# Stabilizing Antler??



## Final Strut (Mar 25, 2015)

I have a couple pieces of elk antler soaking in the tank that I will put under vacuum tonight when I get home to stabilize but I have a concern/question. When I take it out and wrap it up am I going to have a huge mess of all the resin that is just going to run back out of the porous center of the antler? It just seems to me that there is nothing there to hold the resin in and it would just run back out. Any help or insight would be greatly appreciated.


----------



## JR Custom Calls (Mar 25, 2015)

The few pieces I've stabilized ha e t bled out much.


----------



## manbuckwal (Mar 25, 2015)

They will bleed out some but still get the job done .


----------



## jetcn1 (Mar 25, 2015)

The best way is to put c/a on one end before stabilizing and the stand it up when you cure it . No juice will run out then . That works for me .

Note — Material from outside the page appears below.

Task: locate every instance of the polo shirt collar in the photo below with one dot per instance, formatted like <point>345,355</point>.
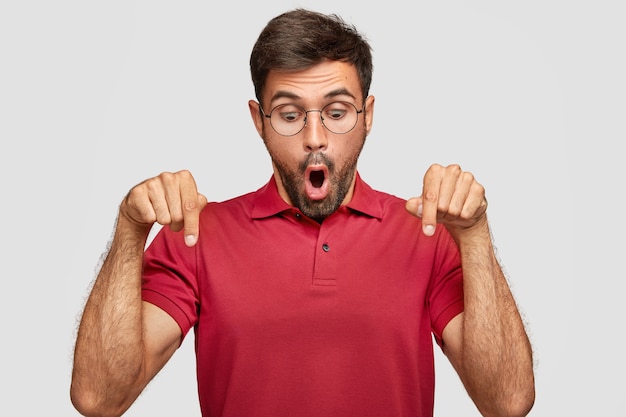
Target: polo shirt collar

Reactions: Informative 1 | Useful 1


----------



## Final Strut (Mar 25, 2015)

Thanks for all the input guys. It has been in the tank under vacuum for about an hour and a half. When I get home from my boys' Scout meetings in a couple hours it should be done and will go straight in the oven. I am going to have to get up a little earlier for work tomorrow so I can see the results before I leave.


----------



## Fsyxxx (Mar 25, 2015)

Something that ive done at curtis' suggestion is not wrap in foil things I'm worried about bleeding out too much. I put foil underneath them so it doesn't make a mess. When the juice leaks out it won't typically harden before it drips off...


----------